Too many churches are pervaded by a sense of unreality. My mind goes to the announcement made in many a church: ‘After the service we will have a time of fellowship over a cup of tea or coffee and biscuits’. I feel like shouting out ‘Rubbish! That’s not true’. For I have rarely experienced true fellowship over a church cup of tea or coffee. I may have experienced a certain superficial friendliness – but true fellowship, rarely. Fellowship is more than being friendly. Fellowship is something that goes much deeper.  Fellowship is about being real, open, and honest – where judgment is suspended and love and acceptance are the norm.

Some years ago the American Jesuit John Powell wrote of the five levels of conversation we can experience.

  • Level 5: Clichés – ‘Terrible weather we’re having these days!’
  • Level 4: Facts about others – ‘Did you hear about Mrs So-and-So?’
  • Level 3: My ideas and judgments – ‘Workers these days are only out for what they can get!’
  • Level 2: My feelings – ‘I’m so relieved! I never realised that you felt that way about it!’
  • Level 1: Peak communication involving absolute openness and honesty: ‘Our relationship hasn’t been easy, but I want to tell you that I really value you as my friend’.

Most people can operate at levels 5,4, and 3 without difficulty.

  • Level 5 is the kind of conversation we have with a stranger at a bus stop – or in a church pew
  • Level 4 is the kind of conversation we can have with an acquaintance, whether in or without the church
  • Level 3 is the kind of conversation that can go on at a church AGM – although normally its not to complain about the workers, but rather about the young people who mess up the church kitchen!

But how often do most church people get down to level 2 and 1? The levels of real feeling and communication? Yet these levels are what real fellowship is all about. This is why I am a great believer in churches running ‘fellowship’ groups. Incidentally, I know that the term ‘fellowship’ has for some an old-fashioned ring, but at least it expresses the purpose of the group in a way that terms such as ‘small’ or ‘home’ groups do not.
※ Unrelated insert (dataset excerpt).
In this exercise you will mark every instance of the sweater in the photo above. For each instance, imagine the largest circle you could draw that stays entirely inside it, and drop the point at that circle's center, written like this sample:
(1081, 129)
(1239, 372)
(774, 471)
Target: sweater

Neither do I favour the term ‘Bible study’ group, for to my mind reading the Bible together and discovering how God’s Word applies to our everyday lives is just part of being a fellowship group.

However, simply calling a group a ‘fellowship group’ doesn’t guarantee the experience of true fellowship. Honest conversations and meaningful relationships only develop as people are prepared to make themselves vulnerable. Yet, as I have discoved, once one person is prepared to be ‘real’, often others are willing to be ‘real’ too.This process is well-described by Scott Peck, an American psychiatrist:

Vulnerability in community snowballs. Once its members become vulnerable and find themselves being valued and appreciated, they become more and more vulnerable.  The walls come tumbling down. And as they tumble, as the love and acceptance escalates, as the mutual intimacy multiplies, true healing and converting begins. Old wounds are healed, old resentments forgiven, old resistances overcome.  Fear is replaced by hope.

This autumn I am leading my fellowship group in a series of studies on the theme of ‘There is Hope’. We will be looking at some of the key Bible passages which deal with hope of life beyond death: for example John 11.1-44; John 14.1-14; 1 Cor 15; 2 Tim 4.6-8 ;1 Pet 1.3-9; and Rev 22.1-6. I would imagine that for some it will not be an easy experience. Indeed according to a 2018 survey of attitudes to death in the UK, some 34% of Christians felt unable to talk about death even with their family or friends. However, I trust that as my group is real with one another and some perhaps begin to share their fears, we will all realise afresh that Christian hope is not a whistling in a dark, but it is sure and certain. But to get to that point we need to be open and honest – with ourselves and with one another.

One comment

  1. Thank you Paul for this timely reminder of this set of levels in communication. I well remember Dr. Jack Dominian, Consultant Psychiatrist at the Middlesex Hospital back in the 1970s wrote about these levels of communication in connection with the marriage relationship. I have never forgotten his booklet or the challenging application to my own marriage!
    Also having spent 40 years in ecumenical work I know only too well how denominational relationships fail to get much beyond level 4 or 3. It was Cardinal Basil Hume who said at a Swanwick Conference (I was present and heard him) ‘when we (the RCs) first used to come to these gatherings we used to watch each other praying. Now we pray together’. When we first came we were extremely polite to each other. Now we’re friends!’
    and finally from my local church PCC: our Rector got through the Annual General Meeting in 17 minutes. ..a personal best (PB to we runners) It was almost silent. It couldn’t be faulted technically. Everything went through ‘on the nod.’ There were no contentious issues. The officers were all returned un-opposed…and we went home! Had we really had a meeting?

    Clifford Owen, retired Anglican.